La destrucción deliberada y sistemática de los códices indígenas comenzó en 1519, con el avance de las huestes de Cortés sobre Mesoamérica. Paradójicamente, en esos mismos días los españoles aprendieron a utilizar estos documentos y reconocieron en ellos un medio de registro eficaz. Las batallas y expediciones que condujeron al control del antiguo imperio mexica se planearon con el apoyo de códices. La ambivalencia persistió siempre. Otro ejemplo: en los años treinta del siglo XVI, al mismo tiempo que se perseguía a los indios por utilizar “sus pinturas”, se autorizaba el uso de éstas en los litigios y se les daba el rango de “prueba en derecho”. El enojo no era contra los códices, pues, sino contra el demonio que se escondía detrás de ellos.
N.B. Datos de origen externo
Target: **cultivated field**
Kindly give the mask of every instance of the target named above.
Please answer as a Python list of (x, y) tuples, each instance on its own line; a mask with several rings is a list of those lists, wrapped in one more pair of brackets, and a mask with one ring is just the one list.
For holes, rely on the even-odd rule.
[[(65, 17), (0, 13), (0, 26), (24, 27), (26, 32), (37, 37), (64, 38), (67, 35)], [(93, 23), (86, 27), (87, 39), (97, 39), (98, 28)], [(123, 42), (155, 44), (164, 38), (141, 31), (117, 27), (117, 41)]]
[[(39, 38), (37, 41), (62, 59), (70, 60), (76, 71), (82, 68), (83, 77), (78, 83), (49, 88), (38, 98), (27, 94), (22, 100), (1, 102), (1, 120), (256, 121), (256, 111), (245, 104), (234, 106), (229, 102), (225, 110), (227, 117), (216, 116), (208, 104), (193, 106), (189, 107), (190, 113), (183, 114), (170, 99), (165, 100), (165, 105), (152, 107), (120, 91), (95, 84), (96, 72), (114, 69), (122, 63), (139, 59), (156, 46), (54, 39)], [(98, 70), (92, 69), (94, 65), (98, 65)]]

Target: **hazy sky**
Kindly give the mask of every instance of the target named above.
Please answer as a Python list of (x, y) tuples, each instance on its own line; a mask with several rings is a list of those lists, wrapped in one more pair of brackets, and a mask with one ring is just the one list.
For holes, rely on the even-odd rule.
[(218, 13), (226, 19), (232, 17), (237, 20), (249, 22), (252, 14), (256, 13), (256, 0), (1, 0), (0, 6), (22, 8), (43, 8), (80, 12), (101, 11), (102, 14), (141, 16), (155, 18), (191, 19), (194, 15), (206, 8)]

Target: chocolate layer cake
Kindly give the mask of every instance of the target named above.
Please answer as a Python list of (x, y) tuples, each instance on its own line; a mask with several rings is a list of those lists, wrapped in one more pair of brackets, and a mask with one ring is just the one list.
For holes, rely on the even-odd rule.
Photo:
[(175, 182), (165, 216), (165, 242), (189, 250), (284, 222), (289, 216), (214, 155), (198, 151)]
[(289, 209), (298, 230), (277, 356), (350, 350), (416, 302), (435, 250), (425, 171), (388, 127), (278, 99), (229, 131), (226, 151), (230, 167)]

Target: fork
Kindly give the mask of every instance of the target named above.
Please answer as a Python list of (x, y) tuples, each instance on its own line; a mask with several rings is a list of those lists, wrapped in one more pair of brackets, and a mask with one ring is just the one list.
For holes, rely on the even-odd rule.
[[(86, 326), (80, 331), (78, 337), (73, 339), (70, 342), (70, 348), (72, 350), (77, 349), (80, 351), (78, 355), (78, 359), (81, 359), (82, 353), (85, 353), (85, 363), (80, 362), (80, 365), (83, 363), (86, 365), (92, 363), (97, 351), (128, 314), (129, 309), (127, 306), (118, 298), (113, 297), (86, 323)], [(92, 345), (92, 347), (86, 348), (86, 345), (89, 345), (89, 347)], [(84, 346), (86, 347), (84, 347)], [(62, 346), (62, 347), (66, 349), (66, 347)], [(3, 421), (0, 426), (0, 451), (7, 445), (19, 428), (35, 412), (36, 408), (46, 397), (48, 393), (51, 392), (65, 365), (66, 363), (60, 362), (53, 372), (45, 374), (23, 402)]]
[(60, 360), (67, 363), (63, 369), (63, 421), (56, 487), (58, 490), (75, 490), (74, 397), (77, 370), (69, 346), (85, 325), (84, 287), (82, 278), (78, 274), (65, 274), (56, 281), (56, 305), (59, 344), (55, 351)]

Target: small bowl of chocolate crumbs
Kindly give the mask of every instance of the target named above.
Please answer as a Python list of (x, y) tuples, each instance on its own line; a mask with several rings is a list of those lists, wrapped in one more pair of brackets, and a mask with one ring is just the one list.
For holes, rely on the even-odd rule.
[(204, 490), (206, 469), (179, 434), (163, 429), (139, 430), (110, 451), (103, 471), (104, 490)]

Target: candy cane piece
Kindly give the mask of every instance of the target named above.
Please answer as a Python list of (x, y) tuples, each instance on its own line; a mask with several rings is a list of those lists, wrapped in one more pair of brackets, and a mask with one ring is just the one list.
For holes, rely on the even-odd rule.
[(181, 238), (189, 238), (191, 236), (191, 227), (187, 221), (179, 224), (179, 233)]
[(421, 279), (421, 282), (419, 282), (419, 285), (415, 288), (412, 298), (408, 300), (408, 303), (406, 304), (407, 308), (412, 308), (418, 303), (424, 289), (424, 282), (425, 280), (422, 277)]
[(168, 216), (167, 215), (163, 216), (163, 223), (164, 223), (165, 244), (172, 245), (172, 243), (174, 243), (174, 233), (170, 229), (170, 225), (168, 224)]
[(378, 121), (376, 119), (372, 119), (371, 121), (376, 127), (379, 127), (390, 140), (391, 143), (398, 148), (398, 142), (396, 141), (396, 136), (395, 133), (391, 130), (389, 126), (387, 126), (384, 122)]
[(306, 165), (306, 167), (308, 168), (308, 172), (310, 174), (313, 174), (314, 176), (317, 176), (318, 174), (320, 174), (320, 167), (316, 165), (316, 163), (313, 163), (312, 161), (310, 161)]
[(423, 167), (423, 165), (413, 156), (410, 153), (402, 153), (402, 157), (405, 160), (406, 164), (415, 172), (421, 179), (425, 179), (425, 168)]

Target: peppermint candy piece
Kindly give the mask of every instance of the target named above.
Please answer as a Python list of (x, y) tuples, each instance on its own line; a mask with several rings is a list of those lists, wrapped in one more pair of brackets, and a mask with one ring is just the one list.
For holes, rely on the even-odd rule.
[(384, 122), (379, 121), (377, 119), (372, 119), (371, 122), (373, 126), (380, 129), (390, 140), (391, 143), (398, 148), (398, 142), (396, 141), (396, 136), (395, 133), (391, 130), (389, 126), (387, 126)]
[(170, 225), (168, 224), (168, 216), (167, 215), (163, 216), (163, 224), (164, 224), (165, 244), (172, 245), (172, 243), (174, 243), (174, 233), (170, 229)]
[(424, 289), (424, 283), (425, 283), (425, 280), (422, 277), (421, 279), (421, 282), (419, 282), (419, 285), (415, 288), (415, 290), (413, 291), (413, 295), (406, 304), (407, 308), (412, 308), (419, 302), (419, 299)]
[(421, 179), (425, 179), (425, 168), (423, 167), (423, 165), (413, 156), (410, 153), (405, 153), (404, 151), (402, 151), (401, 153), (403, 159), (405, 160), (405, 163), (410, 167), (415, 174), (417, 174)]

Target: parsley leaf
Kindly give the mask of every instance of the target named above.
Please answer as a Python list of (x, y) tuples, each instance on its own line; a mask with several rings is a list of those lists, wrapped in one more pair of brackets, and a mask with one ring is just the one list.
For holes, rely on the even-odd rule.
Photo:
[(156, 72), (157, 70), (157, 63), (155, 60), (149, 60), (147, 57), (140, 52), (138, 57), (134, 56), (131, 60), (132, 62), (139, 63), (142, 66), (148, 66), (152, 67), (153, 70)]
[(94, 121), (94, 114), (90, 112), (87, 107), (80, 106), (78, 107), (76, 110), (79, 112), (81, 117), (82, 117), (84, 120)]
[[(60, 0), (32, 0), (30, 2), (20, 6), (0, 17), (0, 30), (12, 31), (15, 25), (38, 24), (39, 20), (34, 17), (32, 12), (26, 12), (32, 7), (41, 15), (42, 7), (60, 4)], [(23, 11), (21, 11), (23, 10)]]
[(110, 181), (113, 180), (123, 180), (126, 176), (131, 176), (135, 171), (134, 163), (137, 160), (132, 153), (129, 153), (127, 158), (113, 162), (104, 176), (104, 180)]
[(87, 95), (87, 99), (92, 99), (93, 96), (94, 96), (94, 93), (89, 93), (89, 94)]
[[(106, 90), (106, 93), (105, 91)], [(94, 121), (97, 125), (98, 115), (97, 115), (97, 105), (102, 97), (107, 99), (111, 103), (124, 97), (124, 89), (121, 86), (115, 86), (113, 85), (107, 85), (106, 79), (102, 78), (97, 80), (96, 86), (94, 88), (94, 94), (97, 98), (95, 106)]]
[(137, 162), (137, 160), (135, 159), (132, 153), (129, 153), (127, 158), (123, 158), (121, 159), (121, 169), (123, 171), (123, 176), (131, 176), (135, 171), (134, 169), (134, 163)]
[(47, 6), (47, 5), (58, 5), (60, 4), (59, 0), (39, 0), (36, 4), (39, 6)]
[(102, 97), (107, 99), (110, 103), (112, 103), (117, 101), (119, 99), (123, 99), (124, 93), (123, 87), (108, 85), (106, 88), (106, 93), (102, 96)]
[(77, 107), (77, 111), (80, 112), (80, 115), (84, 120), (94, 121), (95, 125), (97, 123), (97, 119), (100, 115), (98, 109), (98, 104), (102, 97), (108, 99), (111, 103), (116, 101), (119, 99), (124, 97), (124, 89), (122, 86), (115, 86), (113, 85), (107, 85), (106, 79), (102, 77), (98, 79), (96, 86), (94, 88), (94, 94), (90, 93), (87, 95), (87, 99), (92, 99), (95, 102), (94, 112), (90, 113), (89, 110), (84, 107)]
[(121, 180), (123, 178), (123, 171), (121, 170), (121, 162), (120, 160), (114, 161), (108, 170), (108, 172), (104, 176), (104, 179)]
Es sabido que en la época colonial se pintaron infinidad de códices. En particular podemos hablar de un auténtico florecimiento del arte de la pintura de manuscritos entre los años treinta y los años ochenta del siglo XVI. Y nos referimos a los códices coloniales en el entendido de que no son iguales a los prehispánicos, pero rara vez hacemos un recuento de las diferencias para ver en qué cambiaron. Al respecto, lo más importante que hay que decir es que la profunda transformación de los códices no se explica sólo por el hecho de que fueran pintados bajo un nuevo orden político, en nuevas circunstancias sociales: los códices se transformaron dramáticamente porque quienes los utilizaban y quienes los pintaban se propusieron cambiarlos, o quizá sería más exacto decir que los españoles quisieron cambiarlos y persuadieron a los indios de hacerlo.
Las escuelas de artes y oficios, que formaron parte del proyecto misional desde un principio y se extendieron por toda la tierra, desempeñaron un papel central en la historia de ese gran cambio. Dichas escuelas tenían el propósito explícito de conservar los antiguos oficios practicados por los indios, pero también tenían la finalidad explícita de que los indios se “perfeccionasen” en su ejecución. Una lectura cuidadosa de las fuentes permite reconocer la pintura de manuscritos entre los oficios aprendidos en las escuelas y ayuda a entender qué tenían en mente los frailes cuando hablaban de perfeccionamiento. El canon de proporciones y, en general, la esquematización de la figura humana y otras formas naturales propias de la pictografía mesoamericana, eran vistos con desagrado por los hombres del Renacimiento.
Los frailes instaron a los indios a abandonar la “monstruosidad” de su antiguo arte y a pintar figuras “mejor entalladas” y más “al natural”, pero de poco hubiera servido la labor didáctica de las escuelas sin la presencia de imágenes de origen europeo que pudieran servir como modelos. Afortunadamente, desde fines del siglo XV las imágenes se multiplicaban en Europa como un cáncer; la imprenta había dado pie a la reproducción en serie y fortaleció la difusión de las normas e ideas estéticas: en cada convento novohispano los indios tuvieron a su alcance miles de imágenes, ya fueran estampas sueltas o ilustraciones de libros.
No es difícil reconocer las huellas del grabado detrás de muchas de las imágenes pintadas en los manuscritos indígenas del siglo XVI. Los grabados sugerían composiciones, diseños anatómicos, nociones de sombreado, ademanes y gestos... Incluso en obras aparentemente conservadoras como el Códice Borbónico o el Códice Boturini se utilizaron grabados, como ya se ha demostrado.
Escalante Gonzalbo, Pablo, “De la pictografía a la pintura”, Arqueología Mexicana núm. 38, pp. 51.